The main feature added through TGmc is commonly known as Wi-Fi Round Trip Time (Wi-Fi RTT). It allows computing devices to measure the distance to nearby Wi-Fi access points (APs) and determine their indoor location with a precision of 1–2 metres using round-trip delay.
The accuracy is better than estimations with trilateration based on received signal strength indication (RSSI).

=== Concept ===
With a single Wi-Fi access point, only a distance measurement is available. With three or more nearby APs, an app can trilaterate a device's location with an accuracy of one to two meters.

The technology operation principle is based on time delay in signal reception and transmission - the time necessary for sending a signal and the time required for receiving its confirmation have to be taken into account.

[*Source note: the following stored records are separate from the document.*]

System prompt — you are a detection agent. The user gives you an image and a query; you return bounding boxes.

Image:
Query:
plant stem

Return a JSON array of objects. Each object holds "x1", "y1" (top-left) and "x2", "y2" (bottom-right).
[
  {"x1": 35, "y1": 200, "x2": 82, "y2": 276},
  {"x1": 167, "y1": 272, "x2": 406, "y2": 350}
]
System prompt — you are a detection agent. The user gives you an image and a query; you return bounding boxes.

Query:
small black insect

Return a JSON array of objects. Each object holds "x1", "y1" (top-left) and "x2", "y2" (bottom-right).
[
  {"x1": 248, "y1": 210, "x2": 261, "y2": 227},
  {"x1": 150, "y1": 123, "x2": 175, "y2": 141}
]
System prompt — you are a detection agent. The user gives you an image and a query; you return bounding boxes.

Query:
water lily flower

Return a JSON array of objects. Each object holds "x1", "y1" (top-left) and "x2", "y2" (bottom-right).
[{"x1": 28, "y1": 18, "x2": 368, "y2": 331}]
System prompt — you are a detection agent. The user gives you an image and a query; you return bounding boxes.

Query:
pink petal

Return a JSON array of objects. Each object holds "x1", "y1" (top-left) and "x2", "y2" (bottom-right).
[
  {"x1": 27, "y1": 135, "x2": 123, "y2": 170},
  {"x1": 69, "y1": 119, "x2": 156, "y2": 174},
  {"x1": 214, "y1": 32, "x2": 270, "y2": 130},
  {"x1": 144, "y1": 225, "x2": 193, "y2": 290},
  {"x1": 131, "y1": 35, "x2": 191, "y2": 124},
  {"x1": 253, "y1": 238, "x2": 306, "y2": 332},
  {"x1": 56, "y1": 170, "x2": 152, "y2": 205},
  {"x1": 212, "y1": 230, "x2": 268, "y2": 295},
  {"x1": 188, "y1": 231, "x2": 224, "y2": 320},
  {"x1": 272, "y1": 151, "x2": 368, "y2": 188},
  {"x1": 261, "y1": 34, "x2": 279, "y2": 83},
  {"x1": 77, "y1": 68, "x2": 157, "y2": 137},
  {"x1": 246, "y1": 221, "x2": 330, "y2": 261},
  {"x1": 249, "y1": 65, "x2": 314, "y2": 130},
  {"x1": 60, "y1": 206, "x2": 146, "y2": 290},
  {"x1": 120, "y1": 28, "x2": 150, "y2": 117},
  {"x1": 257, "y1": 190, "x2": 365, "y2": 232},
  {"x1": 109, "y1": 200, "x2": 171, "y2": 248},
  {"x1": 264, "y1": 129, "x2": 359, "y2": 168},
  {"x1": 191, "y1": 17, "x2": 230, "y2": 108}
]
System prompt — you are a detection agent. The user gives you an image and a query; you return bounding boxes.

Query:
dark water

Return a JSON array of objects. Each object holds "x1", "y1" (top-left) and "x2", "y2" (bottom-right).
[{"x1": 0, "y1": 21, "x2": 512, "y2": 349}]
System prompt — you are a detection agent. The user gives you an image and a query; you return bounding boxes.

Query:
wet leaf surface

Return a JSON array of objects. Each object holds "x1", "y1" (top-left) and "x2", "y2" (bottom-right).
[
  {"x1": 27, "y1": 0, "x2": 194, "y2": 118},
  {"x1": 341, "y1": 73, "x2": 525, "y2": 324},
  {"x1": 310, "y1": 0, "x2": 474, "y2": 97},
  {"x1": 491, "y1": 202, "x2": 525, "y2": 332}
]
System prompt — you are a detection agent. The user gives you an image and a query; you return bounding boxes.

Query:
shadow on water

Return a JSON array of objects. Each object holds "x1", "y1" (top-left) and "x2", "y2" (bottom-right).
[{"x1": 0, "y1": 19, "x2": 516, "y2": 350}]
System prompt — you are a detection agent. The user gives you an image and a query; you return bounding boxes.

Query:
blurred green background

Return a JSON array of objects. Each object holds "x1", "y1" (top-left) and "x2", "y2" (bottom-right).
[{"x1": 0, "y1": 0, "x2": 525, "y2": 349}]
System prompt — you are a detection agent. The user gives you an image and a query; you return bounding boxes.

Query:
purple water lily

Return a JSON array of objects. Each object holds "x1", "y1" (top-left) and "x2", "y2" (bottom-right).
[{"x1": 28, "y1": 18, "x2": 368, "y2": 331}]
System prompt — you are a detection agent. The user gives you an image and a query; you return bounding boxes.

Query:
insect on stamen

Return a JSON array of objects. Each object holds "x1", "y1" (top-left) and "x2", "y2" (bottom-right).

The system calculates this time span and then multiplies it by the speed of light.

Not all devices have the necessary hardware support yet for this feature. Google maintains a list of certified routers, including certain Google Nest, Cisco, and Aruba models.

=== Application ===
With accurate indoor position awareness, apps can perform advanced automation based on where a device is in a building.
For example, a smartphone user can have lights turn on when they enter a particular room by simply making voice commands since the device is location-aware (e.g. "turn on the lights in this room").

The technology makes it possible to create location-based applications and detailed services that let users orient easily inside buildings. In comparison with BLE, the function ensures higher accuracy in defining location and accelerates production processes.

Navigine tested the performance of the Wi-Fi RTT technology and made the conclusion that, subject to the specified requirements, the obtained result exceeds the declared values. Thus, within 95% of the time, the positioning accuracy in the check point is less than 1 m and within 50% of the time, the accuracy figures are kept within the limits of 30 cm. The delay in locating doesn't exceed 1 sec. Such time frames can be achieved by using the function of calculating pedestrian coordinates (PDR) within the particle filter.

=== Android Pie ===
Wi-Fi Round-Trip-Time in Android Pie does not require that the phone connect to any Wi-Fi access points. Only the phone is used to determine distance, not the APs. This feature is also tied into the Android operating system's existing location system to preserve the user's privacy.
Apps using round-trip delay time (RTT) need the location permission, and the device must have location-based services enabled at the system level.

Many smartphone models with the Android 9 or later operating system can calculate the distance to access points. The following devices support Wi-Fi RTT technology: Xiaomi, LG Corporation, Samsung, Google Pixel, Poco X2, Sharp Aquos.